Soltau. Birhat Kacar ist gebürtiger Soltauer, sieht sich aber immer wieder rassistischen Beleidigungen ausgesetzt, vor allem in sozialen Netzwerken. Der 21-Jährige, der von Beruf Erzieher und in Soltau im Stadtrat und stellvertretender SPD-Vorsitzender ist, hält den Heidekreis trotzdem nicht für einen Hort von Rassismus. Er lobt die Polizei und sucht den Dialog in alle Richtungen. Er kritisiert aber auch die lokale AfD und zeigt sich besorgt von Alltagsrassismus und Attentaten wie in Hanau. Er verteidigt als Jeside Muslime gegen Islamfeindlichkeit.
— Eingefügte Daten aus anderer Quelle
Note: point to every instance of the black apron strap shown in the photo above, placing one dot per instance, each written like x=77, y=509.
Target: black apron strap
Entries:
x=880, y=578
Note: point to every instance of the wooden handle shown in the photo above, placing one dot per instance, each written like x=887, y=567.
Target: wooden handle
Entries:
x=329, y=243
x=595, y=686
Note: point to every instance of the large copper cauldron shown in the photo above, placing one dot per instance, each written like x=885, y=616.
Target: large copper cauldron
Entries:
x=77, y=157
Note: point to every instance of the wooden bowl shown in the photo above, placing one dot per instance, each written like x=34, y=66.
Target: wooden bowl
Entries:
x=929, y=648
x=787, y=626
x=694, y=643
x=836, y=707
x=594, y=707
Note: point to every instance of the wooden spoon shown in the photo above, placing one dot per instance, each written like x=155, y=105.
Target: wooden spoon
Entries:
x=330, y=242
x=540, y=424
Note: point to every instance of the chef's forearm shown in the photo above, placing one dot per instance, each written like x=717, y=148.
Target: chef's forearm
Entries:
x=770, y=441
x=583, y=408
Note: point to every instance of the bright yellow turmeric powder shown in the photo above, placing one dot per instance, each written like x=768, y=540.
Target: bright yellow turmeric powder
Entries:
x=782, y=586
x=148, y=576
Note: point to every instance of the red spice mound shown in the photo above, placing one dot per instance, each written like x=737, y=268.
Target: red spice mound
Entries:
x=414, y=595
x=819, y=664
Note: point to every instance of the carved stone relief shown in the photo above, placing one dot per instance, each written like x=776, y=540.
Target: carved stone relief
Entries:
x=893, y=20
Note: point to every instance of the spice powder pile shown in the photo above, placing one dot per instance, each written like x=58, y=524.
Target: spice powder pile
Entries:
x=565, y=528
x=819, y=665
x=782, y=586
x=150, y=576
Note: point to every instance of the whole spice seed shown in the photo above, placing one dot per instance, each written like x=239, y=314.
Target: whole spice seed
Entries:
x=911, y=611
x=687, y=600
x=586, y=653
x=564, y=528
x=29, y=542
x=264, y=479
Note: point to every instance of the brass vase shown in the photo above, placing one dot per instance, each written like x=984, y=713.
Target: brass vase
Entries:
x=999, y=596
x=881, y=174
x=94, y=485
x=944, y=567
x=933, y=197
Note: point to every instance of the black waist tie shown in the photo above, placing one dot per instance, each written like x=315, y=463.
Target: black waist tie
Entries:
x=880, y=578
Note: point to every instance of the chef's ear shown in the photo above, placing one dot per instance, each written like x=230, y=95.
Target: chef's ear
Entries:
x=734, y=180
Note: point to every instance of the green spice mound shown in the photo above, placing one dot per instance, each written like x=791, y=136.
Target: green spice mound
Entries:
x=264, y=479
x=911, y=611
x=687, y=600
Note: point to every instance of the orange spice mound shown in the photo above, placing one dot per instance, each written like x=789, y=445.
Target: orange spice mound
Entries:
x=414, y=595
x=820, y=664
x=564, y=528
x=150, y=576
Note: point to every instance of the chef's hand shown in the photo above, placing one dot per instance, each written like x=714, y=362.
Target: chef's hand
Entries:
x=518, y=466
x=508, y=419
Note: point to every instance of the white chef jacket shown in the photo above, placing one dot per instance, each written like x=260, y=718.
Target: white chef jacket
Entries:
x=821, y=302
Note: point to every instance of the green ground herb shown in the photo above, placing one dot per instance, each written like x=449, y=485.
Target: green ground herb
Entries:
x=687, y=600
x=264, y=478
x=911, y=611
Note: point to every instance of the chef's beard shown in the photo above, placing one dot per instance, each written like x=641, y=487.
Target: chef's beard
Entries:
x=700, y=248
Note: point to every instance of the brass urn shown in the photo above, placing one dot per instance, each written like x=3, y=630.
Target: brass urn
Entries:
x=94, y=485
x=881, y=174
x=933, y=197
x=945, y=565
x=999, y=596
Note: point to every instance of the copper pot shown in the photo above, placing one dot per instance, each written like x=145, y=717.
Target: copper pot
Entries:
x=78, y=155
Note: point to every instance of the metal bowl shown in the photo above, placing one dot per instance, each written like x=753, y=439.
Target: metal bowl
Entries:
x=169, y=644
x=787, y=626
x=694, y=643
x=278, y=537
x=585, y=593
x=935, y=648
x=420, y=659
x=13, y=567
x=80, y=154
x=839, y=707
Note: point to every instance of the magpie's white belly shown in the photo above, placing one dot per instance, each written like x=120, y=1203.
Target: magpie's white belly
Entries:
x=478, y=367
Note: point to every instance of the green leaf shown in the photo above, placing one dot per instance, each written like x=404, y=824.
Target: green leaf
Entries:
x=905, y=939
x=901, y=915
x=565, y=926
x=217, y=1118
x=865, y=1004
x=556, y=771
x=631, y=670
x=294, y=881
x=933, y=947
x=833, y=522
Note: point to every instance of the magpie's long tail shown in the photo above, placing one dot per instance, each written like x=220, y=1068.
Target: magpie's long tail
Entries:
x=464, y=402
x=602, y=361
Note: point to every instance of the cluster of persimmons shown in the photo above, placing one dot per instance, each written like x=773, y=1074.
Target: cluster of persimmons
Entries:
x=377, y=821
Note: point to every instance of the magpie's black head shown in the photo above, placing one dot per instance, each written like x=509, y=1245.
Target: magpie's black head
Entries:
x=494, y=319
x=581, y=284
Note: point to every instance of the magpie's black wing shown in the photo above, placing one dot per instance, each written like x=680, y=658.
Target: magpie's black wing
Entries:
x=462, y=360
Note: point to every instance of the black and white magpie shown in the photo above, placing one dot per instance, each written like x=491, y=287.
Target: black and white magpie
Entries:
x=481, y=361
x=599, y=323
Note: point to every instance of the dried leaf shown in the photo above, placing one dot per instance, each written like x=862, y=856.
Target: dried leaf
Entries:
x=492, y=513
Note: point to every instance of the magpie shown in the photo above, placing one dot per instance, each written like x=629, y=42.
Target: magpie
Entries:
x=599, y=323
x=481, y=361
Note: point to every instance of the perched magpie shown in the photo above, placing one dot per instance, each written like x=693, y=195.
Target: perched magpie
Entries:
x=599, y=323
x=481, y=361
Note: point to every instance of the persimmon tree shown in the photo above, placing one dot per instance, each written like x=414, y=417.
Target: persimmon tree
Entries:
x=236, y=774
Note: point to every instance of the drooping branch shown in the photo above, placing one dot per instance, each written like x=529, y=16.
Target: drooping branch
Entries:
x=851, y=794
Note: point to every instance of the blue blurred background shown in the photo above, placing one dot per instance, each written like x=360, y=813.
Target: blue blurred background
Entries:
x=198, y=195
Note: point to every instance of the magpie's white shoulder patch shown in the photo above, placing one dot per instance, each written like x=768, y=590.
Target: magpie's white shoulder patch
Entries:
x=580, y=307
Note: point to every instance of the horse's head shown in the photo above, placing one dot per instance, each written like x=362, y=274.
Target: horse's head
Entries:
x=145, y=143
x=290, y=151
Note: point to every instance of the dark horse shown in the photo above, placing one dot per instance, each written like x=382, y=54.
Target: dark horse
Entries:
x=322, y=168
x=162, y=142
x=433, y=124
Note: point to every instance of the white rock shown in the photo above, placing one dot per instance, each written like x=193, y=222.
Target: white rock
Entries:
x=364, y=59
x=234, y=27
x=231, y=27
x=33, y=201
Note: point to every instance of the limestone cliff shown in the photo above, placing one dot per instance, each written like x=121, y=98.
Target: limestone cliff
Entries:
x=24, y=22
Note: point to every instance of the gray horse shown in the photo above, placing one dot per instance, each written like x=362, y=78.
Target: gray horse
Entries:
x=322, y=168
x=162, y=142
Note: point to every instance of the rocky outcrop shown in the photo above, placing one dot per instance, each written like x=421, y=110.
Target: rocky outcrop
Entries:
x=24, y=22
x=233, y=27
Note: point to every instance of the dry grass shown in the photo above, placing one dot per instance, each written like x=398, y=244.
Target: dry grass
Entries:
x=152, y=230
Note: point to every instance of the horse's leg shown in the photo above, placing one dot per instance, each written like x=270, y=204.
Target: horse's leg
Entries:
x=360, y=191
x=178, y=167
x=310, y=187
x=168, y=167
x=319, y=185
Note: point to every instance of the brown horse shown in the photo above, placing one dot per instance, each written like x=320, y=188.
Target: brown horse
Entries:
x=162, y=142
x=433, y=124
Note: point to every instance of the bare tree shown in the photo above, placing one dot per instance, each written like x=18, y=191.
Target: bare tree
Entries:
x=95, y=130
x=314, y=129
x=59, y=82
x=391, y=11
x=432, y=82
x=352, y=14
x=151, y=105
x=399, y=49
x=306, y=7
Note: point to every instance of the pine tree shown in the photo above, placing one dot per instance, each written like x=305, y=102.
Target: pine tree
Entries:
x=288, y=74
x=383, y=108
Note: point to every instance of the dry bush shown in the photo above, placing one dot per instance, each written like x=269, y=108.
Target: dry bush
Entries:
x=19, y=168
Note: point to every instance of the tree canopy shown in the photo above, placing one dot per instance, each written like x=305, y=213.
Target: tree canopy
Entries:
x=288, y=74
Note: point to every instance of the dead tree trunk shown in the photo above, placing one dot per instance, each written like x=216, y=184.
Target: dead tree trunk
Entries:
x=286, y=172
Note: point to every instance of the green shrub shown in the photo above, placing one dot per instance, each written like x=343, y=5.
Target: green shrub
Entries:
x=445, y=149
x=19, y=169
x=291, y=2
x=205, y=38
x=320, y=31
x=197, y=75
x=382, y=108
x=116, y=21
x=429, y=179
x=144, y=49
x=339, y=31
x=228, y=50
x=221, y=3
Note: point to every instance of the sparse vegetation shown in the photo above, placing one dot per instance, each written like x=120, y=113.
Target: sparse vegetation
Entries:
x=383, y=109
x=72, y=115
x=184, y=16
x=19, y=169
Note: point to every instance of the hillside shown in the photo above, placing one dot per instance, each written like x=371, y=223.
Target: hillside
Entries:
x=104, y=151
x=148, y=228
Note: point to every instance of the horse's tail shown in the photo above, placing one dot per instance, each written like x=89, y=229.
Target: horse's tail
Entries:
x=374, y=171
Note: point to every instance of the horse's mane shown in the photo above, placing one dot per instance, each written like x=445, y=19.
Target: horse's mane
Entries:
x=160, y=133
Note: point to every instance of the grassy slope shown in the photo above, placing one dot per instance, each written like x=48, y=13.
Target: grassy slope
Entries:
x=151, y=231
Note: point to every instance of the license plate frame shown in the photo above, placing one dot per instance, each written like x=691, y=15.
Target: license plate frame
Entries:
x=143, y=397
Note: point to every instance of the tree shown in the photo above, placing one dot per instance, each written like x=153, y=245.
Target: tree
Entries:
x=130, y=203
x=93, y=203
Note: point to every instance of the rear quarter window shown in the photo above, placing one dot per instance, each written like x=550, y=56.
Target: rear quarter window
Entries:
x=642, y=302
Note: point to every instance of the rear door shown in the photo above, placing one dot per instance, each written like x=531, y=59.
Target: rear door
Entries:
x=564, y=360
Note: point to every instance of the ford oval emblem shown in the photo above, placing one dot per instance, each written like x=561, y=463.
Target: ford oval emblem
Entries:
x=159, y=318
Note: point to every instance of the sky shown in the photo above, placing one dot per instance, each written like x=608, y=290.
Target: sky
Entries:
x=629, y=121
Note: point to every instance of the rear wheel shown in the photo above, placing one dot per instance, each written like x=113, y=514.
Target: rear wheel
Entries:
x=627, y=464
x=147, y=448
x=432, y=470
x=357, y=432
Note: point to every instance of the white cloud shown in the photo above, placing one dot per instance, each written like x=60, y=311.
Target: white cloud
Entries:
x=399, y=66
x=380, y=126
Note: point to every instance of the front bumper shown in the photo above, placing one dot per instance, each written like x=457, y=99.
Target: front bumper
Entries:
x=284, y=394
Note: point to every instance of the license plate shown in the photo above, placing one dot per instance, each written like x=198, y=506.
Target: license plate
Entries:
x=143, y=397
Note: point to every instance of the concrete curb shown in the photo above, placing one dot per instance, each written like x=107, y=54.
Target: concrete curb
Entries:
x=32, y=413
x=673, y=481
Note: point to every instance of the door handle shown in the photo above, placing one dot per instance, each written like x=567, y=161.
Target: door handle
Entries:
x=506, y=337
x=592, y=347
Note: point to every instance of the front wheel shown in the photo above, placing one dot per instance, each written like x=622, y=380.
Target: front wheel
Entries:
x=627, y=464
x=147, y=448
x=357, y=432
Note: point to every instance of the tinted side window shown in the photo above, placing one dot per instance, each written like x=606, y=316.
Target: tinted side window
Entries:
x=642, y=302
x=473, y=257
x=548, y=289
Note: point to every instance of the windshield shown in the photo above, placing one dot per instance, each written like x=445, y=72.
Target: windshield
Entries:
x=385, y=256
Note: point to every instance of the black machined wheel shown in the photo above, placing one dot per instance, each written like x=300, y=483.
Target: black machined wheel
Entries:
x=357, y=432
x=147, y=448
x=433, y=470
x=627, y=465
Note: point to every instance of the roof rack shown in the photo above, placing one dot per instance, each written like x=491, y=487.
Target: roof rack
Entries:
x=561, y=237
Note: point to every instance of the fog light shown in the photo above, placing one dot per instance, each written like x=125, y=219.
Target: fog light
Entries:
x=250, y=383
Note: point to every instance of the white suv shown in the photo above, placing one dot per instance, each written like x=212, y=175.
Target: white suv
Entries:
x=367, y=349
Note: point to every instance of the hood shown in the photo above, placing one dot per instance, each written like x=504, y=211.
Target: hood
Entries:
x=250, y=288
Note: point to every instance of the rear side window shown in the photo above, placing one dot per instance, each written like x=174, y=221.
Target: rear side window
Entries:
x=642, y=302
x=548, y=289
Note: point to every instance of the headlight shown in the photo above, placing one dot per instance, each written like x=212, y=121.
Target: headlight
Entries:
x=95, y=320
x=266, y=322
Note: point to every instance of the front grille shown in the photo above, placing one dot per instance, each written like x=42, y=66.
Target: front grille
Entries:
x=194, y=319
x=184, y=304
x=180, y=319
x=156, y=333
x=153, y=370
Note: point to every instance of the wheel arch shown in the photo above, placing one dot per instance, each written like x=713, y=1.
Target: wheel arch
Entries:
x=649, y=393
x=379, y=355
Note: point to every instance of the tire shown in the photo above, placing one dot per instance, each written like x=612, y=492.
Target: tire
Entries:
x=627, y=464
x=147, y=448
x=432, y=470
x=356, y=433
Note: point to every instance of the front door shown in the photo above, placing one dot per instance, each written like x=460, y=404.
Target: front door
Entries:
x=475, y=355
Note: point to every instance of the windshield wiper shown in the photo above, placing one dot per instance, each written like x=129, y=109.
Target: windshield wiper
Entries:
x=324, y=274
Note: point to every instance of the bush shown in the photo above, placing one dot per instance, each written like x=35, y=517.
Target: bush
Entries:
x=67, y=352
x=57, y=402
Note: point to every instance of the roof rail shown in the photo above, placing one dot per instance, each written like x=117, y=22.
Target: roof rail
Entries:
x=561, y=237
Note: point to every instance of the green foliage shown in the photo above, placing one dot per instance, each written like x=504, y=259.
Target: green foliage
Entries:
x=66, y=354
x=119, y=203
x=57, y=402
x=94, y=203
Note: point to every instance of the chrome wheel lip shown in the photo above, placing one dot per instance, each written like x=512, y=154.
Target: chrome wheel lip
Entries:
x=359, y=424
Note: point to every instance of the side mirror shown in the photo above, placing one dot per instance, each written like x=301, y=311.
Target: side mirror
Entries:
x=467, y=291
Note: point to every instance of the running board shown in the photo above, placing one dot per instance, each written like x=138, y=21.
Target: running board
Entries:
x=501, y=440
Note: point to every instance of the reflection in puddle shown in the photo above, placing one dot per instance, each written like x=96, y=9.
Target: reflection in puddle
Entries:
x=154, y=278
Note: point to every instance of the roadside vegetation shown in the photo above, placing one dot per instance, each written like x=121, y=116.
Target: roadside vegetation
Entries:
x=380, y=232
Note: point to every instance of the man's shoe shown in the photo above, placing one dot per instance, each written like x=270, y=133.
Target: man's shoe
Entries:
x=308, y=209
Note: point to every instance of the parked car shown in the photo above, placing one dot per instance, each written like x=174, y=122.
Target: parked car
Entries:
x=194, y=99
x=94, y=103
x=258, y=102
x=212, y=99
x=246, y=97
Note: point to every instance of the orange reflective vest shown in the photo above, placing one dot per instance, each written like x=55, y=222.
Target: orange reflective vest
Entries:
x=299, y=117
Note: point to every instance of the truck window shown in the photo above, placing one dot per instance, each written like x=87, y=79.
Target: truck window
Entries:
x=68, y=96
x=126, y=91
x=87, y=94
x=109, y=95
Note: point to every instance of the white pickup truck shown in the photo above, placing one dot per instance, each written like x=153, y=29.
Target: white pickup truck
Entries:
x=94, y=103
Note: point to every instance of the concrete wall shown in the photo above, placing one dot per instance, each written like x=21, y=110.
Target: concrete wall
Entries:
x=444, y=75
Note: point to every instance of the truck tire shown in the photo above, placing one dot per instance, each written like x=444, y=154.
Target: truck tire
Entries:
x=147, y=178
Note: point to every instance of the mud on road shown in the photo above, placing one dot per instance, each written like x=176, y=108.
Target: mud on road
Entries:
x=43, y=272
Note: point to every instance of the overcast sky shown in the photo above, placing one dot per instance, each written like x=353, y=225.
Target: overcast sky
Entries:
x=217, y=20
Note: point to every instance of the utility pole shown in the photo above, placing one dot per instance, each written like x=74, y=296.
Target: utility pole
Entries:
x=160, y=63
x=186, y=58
Mal ganz pauschal gefragt: Wie rassistisch ist der Heidekreis?

Birhat Kacar: Der Heidekreis ist meiner persönlichen Wahrnehmung nach nicht rassistisch, im Gegenteil: Wir konnten beobachten, wie warmherzig und offen die Menschen auf die Flüchtlingskrise reagiert haben. Es gab viele Kleider-, Spielzeugund Fahrradspenden und Menschen, die im Einreisezentrum in Bad Fallingbostel geholfen haben. Ich habe selbst dort ausgeholfen. Natürlich gibt es in der Geschichte des Heidekreises rassistische Gruppen wie in Schneverdingen, Munster und in Walsrode. Dies ist aber Geschichte, und die Zivilbevölkerung, die sich dagegenstellt, ist größer und stärker geworden. Dass sich noch immer jedes Jahr am Osterwochenende verwirrte Gestalten wie die Ludendorffer in Dorfmark treffen, halte ich persönlich für nicht gefährlich. Ich mache mir als Erzieher aber Sorgen um deren Kinder, denen Werte und Normen aus dem 19. Jahrhundert vermittelt werden.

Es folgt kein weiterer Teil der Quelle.